Geographical
- Cover of the September 2016 issue of Geographical Magazine
- Editor: Katie Burton
- Categories: Geography, Science, Nature
- Frequency: Monthly
- Founder: Michael Huxley
- Founded: 1935
- Company: Syon Publishing
- Country: United Kingdom
- Based in: London
- Language: English
- Website: www.geographical.co.uk
- ISSN: 0016-741X

= Geographical (magazine) =

Magazine

Geographical (formerly The Geographical Magazine) is the magazine of the Royal Geographical Society (with the Institute of British Geographers), a key associate and supporter of many famous expeditions, including those of Charles Darwin, Robert Falcon Scott and Ernest Shackleton. The publishers pay a licence fee to the Society, which is used to fund the advancement of exploration and research and the promotion of geographical knowledge.

The magazine is published monthly, and is sold in retail outlets and on subscription in both print and digital. It contains illustrated articles on people, places, adventure, travel, and environmental issues, as well as summarising the latest academic research and discoveries in geography. Geographical also reports news of the Society's latest work and activities to members and the public.

==History==

May 1935 issue of The Geographical Magazine, the first ever issue published

The Geographical Magazine was founded by English diplomat Michael Huxley in May 1935. Huxley’s editorial policy was centred on presenting “an understanding of the world that no other periodicals can give”. The original print release of the magazine in 1935 sold out, and a total of 50,000 copies of the first issue were printed. During the first few months of publication the magazine brought its readers stories from Mexico, Tahiti and Ankara, examining different regions in a way that offered both analysis and the traveller’s impression. “There is nothing about this magazine that is not first-rate,” read the issue's review in The Spectator, “and if the standard of the first number can be maintained, it should establish itself both as the most interesting English monthly magazine being published and as an educational factor of considerable importance”. It also noted that The Geographical Magazine contained “illustrations of the kind that can provoke only an astonished rhapsody”.

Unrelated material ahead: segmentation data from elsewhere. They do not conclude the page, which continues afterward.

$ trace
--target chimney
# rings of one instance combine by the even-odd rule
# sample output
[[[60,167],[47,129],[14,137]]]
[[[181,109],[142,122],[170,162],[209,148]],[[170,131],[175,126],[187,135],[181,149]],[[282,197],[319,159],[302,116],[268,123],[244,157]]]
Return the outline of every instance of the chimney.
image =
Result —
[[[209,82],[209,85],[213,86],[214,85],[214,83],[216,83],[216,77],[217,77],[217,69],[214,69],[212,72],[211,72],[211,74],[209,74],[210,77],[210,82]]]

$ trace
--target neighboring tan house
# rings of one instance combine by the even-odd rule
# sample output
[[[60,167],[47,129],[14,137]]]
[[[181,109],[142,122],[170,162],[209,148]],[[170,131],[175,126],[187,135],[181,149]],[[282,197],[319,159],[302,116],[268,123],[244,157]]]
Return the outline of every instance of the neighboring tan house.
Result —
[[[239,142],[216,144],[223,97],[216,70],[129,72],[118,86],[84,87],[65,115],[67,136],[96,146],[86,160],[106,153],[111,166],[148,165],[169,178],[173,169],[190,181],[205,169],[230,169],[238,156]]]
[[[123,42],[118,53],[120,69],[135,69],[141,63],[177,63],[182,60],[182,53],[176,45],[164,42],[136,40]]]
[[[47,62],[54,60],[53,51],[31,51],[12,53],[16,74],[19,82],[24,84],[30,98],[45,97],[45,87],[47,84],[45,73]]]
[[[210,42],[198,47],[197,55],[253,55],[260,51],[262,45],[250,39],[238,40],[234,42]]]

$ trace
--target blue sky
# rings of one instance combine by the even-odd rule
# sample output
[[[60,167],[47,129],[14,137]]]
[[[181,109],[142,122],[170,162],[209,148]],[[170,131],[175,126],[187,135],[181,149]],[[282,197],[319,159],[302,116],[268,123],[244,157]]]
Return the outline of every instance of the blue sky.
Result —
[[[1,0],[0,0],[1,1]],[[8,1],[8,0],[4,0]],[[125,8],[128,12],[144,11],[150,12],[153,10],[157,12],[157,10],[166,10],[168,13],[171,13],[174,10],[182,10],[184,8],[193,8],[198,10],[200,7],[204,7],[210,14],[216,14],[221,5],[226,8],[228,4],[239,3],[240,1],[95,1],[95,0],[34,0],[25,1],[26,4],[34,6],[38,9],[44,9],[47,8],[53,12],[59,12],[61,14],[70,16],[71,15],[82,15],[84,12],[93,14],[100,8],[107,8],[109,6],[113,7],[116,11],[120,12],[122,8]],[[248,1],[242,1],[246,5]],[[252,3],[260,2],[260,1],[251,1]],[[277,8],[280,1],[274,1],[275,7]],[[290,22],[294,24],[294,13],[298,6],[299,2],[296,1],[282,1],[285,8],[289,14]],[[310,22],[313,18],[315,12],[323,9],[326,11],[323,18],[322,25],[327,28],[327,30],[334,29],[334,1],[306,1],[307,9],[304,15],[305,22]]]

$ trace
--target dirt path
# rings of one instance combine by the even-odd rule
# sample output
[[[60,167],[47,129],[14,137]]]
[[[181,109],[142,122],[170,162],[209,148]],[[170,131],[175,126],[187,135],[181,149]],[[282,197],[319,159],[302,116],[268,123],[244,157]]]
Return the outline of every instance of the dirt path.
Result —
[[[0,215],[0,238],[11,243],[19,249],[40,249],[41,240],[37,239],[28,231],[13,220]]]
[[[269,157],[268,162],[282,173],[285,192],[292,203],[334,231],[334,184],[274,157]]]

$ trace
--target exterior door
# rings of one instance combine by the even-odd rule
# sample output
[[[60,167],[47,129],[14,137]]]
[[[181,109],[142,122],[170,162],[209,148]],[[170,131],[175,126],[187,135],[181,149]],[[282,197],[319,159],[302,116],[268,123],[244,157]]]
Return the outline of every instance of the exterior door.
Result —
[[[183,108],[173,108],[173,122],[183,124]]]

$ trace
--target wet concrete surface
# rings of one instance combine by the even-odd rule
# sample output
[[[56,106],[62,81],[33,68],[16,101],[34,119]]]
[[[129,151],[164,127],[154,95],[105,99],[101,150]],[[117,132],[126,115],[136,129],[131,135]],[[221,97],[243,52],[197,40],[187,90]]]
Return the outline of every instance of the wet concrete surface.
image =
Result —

The Geographical Magazine continued to publish throughout the Second World War, under the editorship of Ivy Davison, despite facing shortages of paper and government censorship. The post-war period saw it expand to accommodate the interpretation of geography as done by geographers into the original founder’s editorial policy. Publishing of the magazine was taken over by The Times in 1956, and then by Odhams in 1965. Eventually the magazine became part of the International Publishing Corporation, and in 1968 the magazine underwent a substantial re-design. In 1981 the publisher changed hands again, with United Newspapers taking control of the magazine, and then by Hyde Park Publications in 1988, when the title was changed from The Geographical Magazine to simply Geographical.

==Staff and Contributors==
The current editor is Katie Burton. Publishing of the magazine was taken over in 2005 by Syon Publishing which was set up by Graeme Gourlay in 1995.

Notable recent writers have included Nicholas Crane, Christopher Ondaatje, Nick Danziger, Nick Middleton and Vitali Vitaliev, while the magazine has also interviewed numerous significant figures from the world of geography and travel, such as David Attenborough, Jane Goodall, Edmund Hillary, Paul Theroux and Michael Palin.

==Reception==
Robin Hanbury-Tenison said “I have watched Geographical through many incarnations over the years. It goes from strength to strength and has never been in better heart.”

Sir Ranulph Fiennes praised the magazine, stating “This magazine is a valuable resource as well as an enjoyable read. I really like the balance of interest, serious articles and brilliant photography.”

==Spin-offs==
In the summer of 2016, Geographical launched a quarterly spin off publication on travel entitled Geographical Expeditions., a “magazine for travellers” and “provide[s] context and reference to make your adventures more enjoyable”.